This article, gives several examples of the tip of the bloated bureaucratic iceberg.
FDA Starts To Take Control Of Organic Farms
http://healthimpactnews.com/2014/fda-starts-to-take-control-of-american-organic-farms/
Joel Salatin’s “Everything I Want to do is Illegal” would give many others.
Without government control, how would you know your food supply is safe? WITH government control, how do you know? Individual responsibility is the key. If someone gets sick from eating anything that we produce, we should be held individually liable. That means we also get insurance, so we will have to meet safety… standards set by the insurance company as well as our own safety standards.

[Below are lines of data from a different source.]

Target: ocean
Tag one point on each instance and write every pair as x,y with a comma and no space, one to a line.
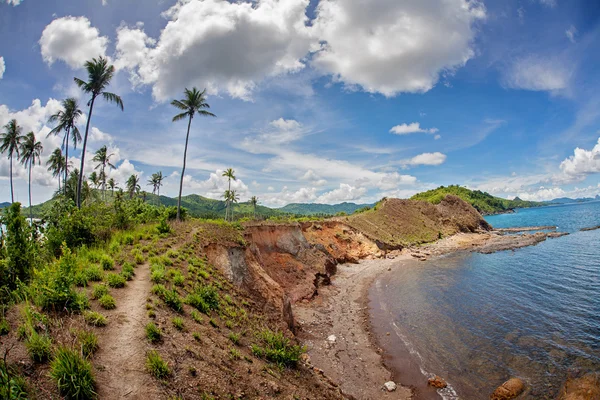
479,319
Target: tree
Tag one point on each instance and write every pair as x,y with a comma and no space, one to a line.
193,102
133,185
31,151
102,157
57,164
254,202
67,122
99,76
230,174
11,138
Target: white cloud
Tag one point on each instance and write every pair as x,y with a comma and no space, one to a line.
538,74
415,127
223,46
72,40
436,158
394,46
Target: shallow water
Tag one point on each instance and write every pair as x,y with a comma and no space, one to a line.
479,319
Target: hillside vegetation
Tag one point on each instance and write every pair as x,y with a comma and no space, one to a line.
483,202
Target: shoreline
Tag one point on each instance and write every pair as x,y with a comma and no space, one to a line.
336,325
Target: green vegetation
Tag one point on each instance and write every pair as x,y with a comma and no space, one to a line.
483,202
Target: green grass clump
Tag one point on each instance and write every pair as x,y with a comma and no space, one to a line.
115,280
107,302
153,332
73,375
178,323
156,366
275,347
39,347
94,318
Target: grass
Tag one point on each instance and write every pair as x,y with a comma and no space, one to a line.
107,302
73,375
153,333
94,318
157,367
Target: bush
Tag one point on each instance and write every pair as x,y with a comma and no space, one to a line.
73,375
156,366
153,332
107,302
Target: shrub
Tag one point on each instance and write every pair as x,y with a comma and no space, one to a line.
94,318
153,332
115,280
156,366
73,375
277,348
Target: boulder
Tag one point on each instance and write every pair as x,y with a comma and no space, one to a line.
508,390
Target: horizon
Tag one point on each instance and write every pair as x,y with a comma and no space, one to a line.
495,96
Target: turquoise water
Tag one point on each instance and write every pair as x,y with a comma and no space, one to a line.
479,319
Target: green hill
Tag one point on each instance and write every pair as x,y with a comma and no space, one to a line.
484,202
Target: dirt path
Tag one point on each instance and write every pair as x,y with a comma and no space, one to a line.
120,361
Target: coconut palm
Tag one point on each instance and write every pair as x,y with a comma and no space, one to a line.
31,151
193,102
102,157
67,122
230,174
133,185
99,76
57,164
11,139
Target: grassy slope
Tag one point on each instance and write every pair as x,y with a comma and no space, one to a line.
484,202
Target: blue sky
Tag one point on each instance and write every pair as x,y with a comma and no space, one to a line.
321,100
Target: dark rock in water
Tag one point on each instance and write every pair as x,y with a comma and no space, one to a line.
585,388
437,382
508,390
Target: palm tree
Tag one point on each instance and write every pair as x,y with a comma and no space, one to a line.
11,139
230,174
102,157
67,122
133,185
99,76
254,203
31,151
56,164
194,102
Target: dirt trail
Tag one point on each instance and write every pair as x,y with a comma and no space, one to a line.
120,361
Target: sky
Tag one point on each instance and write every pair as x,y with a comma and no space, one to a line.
320,101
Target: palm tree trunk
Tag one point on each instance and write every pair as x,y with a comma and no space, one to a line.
87,128
187,137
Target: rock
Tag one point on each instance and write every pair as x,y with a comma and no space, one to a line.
508,390
437,382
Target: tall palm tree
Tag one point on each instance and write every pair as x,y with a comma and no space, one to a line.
31,151
102,157
67,122
99,76
230,174
254,202
133,185
193,102
11,139
57,164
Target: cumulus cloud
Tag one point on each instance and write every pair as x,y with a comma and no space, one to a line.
235,46
415,127
538,74
72,40
394,46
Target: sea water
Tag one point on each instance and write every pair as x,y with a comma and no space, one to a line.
479,319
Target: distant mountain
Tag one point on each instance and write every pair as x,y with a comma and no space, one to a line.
483,202
322,209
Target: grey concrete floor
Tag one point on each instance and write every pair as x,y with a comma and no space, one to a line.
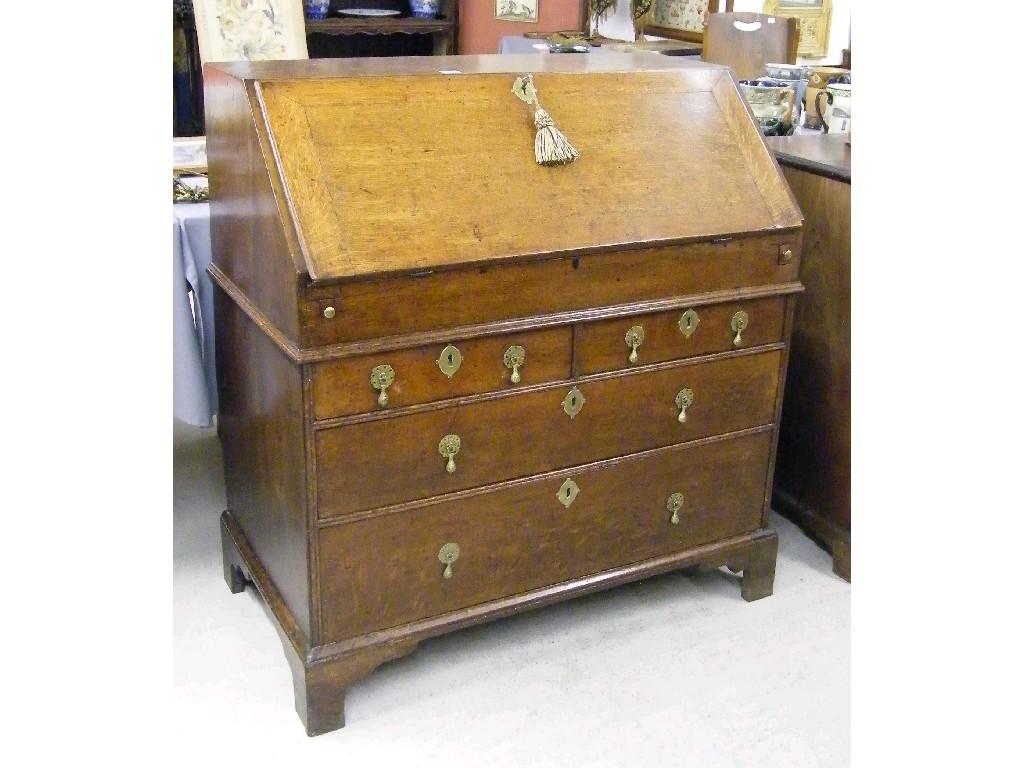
675,671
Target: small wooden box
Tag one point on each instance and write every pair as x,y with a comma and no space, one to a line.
456,384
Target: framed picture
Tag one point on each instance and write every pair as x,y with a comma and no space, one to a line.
189,154
254,30
814,17
516,10
683,19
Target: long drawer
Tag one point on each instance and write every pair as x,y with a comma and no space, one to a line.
413,303
516,436
389,569
608,345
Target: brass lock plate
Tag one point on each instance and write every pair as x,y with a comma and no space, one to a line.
674,505
688,323
449,553
450,360
567,493
572,403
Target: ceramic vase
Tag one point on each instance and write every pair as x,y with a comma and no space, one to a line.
315,8
771,102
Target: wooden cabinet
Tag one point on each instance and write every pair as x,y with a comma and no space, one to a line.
436,410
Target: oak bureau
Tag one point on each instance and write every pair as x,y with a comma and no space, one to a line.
456,383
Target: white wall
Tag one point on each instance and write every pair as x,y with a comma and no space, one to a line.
620,25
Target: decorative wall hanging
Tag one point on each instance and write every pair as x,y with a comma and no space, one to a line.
814,17
516,10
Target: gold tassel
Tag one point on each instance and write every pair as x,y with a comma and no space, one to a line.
551,146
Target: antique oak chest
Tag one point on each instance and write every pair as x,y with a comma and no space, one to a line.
457,384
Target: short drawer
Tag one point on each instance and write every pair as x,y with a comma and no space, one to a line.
384,461
386,570
609,345
421,375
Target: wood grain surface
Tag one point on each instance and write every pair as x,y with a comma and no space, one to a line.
530,432
403,304
601,346
363,166
813,466
385,571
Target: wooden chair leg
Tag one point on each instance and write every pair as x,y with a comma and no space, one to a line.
320,686
233,572
759,568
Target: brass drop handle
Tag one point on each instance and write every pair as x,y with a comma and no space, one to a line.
380,379
688,323
683,400
634,338
739,323
572,403
515,357
448,555
450,360
448,448
675,504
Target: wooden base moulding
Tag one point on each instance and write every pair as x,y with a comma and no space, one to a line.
323,674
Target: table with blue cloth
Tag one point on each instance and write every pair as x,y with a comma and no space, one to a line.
195,372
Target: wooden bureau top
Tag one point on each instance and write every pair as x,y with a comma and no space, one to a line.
408,164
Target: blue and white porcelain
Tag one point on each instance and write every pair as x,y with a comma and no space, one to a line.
425,8
315,8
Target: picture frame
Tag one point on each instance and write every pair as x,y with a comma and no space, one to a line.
814,18
517,10
260,30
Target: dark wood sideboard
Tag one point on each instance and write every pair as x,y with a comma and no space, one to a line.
456,384
812,471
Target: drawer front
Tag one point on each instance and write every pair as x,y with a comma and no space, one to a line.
386,461
342,387
607,345
384,571
404,304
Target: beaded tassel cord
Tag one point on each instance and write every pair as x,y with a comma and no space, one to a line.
550,146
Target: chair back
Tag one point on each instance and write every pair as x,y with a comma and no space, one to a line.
682,19
748,41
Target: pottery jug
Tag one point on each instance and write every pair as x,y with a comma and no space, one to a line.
836,115
769,100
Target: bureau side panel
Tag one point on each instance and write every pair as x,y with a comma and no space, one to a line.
813,465
261,428
249,239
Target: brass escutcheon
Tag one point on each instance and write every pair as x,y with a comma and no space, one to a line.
634,338
451,360
683,400
572,403
380,379
448,448
739,323
448,555
688,323
675,504
515,357
567,493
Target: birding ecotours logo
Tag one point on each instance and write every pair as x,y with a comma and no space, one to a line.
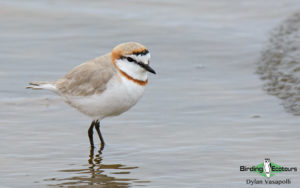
267,168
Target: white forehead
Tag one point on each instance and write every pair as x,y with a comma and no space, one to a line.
141,58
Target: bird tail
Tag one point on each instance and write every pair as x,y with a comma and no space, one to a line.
42,85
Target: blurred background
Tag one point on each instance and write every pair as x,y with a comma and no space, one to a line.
205,113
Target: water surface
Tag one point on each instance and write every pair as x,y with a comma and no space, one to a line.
203,115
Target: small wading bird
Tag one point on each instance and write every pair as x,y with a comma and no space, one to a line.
105,86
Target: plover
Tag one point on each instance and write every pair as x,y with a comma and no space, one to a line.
105,86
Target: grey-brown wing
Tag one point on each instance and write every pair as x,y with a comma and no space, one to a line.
88,78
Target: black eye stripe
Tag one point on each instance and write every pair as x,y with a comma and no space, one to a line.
144,52
130,59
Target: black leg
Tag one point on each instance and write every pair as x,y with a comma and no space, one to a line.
97,126
90,132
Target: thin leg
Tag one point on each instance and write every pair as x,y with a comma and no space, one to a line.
90,133
97,126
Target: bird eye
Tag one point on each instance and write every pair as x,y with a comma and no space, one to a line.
130,59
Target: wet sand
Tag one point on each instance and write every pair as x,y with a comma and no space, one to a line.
203,115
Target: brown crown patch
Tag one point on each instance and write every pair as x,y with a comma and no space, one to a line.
127,49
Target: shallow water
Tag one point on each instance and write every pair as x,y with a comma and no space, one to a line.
203,115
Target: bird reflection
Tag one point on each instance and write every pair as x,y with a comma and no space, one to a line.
96,175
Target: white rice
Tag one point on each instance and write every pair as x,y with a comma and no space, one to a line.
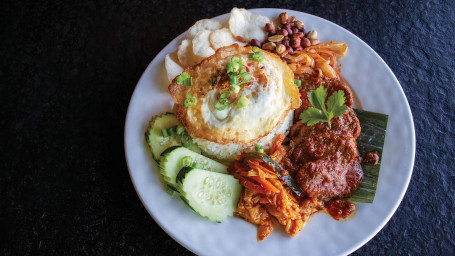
232,150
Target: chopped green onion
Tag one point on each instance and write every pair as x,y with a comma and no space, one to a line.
222,103
236,59
180,130
256,54
297,82
197,165
242,102
240,78
185,79
187,161
186,140
189,101
225,95
235,88
233,67
259,148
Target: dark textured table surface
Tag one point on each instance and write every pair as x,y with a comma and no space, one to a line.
67,72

We eat what we produce. That represents a significant safety standard in itself. We do not sell anything that we would not eat. Not perfect, but workable. Much of what we eat, regulations prevent us from selling even though it is demonstrably superior (in bacteria count, freedom from hormones, herbicides, pesticides) to what we can buy in the supermarket. Government regulations, unnecessary government regulations, add tens and sometimes hundreds of thousands of dollars to an operation, thereby stifling productivity.
For yet another example, if you were to stand a 9V battery on end, the tax returns we just filed will be at least as tall as that battery. Just how much did the preparation of those returns add to our productivity?
Those of us who believe that government has gotten too big can cite many examples from our own direct experience of the oppressive impact of excessive regulation.